Google announced a further expansion of its long-standing partnership with Intel, committing to using multiple generations of Intel CPUs in its artificial intelligence (AI) data centers. Under this collaboration, Intel’s latest Xeon 6 processors will be used in AI model training and inference workloads, giving Intel a stronger position in the AI chip market long dominated by Nvidia.
Following the announcement, Intel’s stock rose 2%, while Alphabet’s stock fell by more than 1%. In a statement, Amin Vahdat, Google’s Chief Technology Officer for AI Infrastructure, said that Intel’s Xeon product roadmap gives them confidence that it can continue to meet the growing performance and efficiency demands of future workloads. Specific financial terms and contract timelines have not yet been disclosed.

As the AI race enters its next phase, the role of the CPU in system architecture is once again in the spotlight. Dion Harris, head of AI infrastructure at Nvidia, recently pointed out that as agency work increasingly pushes computing demands beyond GPUs, CPUs are becoming a bottleneck for AI computing. Intel CEO Li-Wu Chen echoed this view in a statement, emphasizing that scaling AI requires not only accelerators but also a balanced system architecture.
In fact, Intel’s stock price has nearly tripled in the past year due to substantial investment. In August 2025, Intel sold 10% of its shares to the US government, with the Trump administration using this to emphasize the company’s ability to manufacture advanced chips in the United States. Subsequently, in September, Nvidia announced a $5 billion investment in Intel.

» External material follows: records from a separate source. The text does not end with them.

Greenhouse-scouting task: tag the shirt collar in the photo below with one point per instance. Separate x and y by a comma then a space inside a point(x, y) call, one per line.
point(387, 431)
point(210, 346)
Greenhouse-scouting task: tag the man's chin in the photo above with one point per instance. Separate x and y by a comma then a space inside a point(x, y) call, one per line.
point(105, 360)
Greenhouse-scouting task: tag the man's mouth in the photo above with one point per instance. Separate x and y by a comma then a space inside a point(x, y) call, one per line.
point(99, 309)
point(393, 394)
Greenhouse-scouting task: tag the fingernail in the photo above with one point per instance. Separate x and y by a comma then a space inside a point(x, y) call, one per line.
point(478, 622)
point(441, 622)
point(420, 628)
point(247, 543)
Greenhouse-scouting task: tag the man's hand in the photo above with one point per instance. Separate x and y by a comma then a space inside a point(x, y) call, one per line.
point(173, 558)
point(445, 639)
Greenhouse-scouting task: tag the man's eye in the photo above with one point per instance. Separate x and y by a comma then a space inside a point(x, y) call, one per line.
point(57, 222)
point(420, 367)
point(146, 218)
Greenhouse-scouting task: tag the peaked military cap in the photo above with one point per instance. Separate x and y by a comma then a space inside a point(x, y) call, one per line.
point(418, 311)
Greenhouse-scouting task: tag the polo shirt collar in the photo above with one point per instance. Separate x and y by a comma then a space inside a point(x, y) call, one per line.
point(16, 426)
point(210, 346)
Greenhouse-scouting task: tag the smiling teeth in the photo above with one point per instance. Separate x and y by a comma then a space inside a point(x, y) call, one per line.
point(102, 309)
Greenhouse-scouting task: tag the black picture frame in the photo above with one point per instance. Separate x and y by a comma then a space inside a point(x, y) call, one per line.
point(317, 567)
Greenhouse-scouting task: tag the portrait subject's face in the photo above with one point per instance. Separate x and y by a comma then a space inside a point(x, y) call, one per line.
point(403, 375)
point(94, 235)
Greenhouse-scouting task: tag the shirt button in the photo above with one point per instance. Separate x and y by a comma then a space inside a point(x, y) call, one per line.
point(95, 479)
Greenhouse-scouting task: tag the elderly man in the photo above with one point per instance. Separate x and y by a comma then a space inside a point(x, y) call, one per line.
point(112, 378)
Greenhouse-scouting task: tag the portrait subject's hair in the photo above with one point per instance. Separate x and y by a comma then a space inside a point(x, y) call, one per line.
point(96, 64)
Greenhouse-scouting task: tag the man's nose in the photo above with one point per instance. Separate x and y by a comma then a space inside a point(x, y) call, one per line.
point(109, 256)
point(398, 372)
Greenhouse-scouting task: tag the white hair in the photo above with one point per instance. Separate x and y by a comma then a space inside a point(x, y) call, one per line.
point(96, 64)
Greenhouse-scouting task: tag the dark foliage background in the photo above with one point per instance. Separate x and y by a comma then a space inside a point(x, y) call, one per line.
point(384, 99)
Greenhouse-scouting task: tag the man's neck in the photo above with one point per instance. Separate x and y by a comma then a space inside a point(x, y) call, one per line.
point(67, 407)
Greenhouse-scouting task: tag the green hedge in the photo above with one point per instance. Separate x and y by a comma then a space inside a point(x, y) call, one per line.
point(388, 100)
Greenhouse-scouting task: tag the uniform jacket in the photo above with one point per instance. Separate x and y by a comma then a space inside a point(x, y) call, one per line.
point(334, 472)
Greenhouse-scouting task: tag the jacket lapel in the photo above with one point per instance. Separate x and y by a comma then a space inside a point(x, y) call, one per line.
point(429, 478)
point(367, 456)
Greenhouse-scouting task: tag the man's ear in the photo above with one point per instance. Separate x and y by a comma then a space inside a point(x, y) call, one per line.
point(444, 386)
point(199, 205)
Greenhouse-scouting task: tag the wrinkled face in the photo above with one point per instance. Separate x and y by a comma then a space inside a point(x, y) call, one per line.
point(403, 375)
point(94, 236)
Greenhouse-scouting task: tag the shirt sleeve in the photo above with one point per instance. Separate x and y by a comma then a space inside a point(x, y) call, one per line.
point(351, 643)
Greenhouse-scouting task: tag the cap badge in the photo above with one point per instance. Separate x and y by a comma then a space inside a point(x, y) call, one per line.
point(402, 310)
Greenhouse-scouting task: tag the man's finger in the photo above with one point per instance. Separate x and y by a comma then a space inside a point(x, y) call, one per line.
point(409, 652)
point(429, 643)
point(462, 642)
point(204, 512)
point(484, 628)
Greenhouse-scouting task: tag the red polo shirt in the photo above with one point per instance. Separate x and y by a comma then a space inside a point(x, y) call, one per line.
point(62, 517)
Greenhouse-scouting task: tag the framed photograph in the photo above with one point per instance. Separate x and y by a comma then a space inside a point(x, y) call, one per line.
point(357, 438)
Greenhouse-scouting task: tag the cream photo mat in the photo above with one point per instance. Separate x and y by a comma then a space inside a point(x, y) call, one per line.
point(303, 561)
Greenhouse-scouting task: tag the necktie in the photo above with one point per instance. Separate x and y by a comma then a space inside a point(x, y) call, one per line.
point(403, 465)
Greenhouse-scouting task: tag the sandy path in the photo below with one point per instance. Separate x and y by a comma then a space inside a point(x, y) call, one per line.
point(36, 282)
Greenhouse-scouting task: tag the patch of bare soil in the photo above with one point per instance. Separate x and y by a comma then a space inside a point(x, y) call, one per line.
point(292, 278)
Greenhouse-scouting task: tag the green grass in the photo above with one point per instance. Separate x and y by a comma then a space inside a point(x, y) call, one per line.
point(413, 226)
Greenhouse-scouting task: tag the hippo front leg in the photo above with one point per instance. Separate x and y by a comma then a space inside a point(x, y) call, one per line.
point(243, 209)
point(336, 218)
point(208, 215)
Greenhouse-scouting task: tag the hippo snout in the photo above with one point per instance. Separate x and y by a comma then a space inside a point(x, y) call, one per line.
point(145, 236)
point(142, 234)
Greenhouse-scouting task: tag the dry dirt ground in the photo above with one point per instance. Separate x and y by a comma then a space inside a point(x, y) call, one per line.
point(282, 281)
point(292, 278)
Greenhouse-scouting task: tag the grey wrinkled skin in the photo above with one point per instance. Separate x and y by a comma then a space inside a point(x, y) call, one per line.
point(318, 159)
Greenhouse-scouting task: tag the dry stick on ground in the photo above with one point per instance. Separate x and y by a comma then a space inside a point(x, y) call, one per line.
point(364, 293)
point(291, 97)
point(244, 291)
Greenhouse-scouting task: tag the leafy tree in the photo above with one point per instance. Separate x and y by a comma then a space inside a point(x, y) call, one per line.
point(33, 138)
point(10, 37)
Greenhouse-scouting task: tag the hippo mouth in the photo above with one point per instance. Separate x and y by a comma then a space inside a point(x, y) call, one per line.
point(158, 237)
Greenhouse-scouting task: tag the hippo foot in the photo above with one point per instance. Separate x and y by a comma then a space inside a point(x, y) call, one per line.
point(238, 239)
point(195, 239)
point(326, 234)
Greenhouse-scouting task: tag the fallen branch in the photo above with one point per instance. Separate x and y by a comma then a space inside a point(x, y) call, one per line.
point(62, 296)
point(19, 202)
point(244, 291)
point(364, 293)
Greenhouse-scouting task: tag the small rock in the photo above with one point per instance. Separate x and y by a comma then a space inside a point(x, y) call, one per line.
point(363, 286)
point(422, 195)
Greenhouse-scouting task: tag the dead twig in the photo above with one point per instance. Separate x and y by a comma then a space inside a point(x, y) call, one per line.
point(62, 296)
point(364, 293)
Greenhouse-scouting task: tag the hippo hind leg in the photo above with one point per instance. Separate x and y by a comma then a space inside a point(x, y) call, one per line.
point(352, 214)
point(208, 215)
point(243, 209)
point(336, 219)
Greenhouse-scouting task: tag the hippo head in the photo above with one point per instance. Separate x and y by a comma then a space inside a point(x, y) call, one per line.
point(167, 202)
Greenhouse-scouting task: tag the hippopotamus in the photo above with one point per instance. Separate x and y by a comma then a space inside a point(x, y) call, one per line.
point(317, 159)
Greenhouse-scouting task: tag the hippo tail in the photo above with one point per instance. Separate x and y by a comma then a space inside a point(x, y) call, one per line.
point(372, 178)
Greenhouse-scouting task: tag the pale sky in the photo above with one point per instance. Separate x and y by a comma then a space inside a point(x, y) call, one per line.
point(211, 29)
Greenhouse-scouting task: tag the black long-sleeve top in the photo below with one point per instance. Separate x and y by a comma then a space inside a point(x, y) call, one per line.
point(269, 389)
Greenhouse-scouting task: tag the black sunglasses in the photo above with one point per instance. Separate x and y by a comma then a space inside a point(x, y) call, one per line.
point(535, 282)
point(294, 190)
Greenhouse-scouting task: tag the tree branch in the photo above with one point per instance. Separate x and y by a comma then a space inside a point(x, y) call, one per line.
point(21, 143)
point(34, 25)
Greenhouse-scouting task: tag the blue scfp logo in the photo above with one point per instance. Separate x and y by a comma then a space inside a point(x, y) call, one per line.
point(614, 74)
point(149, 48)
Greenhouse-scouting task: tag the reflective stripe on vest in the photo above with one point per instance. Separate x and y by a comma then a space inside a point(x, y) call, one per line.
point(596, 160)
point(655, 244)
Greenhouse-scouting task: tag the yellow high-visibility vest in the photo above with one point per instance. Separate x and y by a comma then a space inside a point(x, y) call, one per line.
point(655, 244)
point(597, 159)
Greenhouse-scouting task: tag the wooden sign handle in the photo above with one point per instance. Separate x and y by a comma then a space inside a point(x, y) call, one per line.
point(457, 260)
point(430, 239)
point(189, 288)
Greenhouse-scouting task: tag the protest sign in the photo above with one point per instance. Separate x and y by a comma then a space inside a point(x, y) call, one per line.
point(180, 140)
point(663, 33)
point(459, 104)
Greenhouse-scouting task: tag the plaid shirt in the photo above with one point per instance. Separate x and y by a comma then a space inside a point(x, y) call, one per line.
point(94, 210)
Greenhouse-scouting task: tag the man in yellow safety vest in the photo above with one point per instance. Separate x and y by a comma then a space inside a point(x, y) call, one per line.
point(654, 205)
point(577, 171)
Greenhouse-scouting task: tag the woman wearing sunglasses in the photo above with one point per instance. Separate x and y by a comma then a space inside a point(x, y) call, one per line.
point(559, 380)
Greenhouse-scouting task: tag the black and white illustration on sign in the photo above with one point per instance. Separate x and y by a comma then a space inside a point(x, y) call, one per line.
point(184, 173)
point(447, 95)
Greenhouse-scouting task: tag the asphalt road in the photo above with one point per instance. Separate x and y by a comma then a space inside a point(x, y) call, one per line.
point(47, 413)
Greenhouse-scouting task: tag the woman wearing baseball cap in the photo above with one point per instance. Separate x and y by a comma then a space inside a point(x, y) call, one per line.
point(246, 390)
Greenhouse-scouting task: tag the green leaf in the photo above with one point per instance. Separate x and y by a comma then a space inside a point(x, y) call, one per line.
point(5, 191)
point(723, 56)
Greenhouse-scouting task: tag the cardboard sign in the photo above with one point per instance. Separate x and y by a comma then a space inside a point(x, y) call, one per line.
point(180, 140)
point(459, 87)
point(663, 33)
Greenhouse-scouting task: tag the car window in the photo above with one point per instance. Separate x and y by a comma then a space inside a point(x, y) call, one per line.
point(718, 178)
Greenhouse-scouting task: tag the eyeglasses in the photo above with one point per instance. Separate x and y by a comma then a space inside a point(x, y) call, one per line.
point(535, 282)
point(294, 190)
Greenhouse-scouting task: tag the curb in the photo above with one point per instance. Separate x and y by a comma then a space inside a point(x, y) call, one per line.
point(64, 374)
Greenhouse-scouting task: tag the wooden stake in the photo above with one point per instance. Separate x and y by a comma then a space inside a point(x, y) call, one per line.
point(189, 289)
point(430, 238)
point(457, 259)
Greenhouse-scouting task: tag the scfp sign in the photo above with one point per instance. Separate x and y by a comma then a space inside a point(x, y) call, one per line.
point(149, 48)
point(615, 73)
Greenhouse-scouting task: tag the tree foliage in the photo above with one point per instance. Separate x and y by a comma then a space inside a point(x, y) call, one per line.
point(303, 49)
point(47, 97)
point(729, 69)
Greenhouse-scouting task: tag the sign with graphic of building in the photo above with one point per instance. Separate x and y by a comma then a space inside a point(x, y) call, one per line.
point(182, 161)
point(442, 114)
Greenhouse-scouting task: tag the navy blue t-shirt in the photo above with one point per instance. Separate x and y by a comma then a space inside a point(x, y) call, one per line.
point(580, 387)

Intel is currently producing its latest Xeon processors using the state-of-the-art Intel 18A process technology at its new wafer fab in Arizona, scheduled to open in 2025. In addition, Google CEO Chen Liwu revealed earlier this week that Tesla CEO Elon Musk has commissioned Intel to design, manufacture, and package custom chips for SpaceX, xAI, and Tesla’s Terafab project in Texas.

Besides CPU procurement, Google and Intel also reaffirmed their collaboration on Infrastructure Processors (IPUs) since 2022. Intel points out that this programmable accelerator can help traditional data centers take over additional tasks such as network traffic routing, storage management, data encryption, and virtualization software execution, thereby relieving the main CPU’s computational burden.
However, despite deepening its reliance on Intel, Google continues to develop its own computing chips. For over a decade, Google has been dedicated to developing its proprietary TPUs, and in 2024, it adopted the Arm architecture, launching its first custom CPU, “Axion.”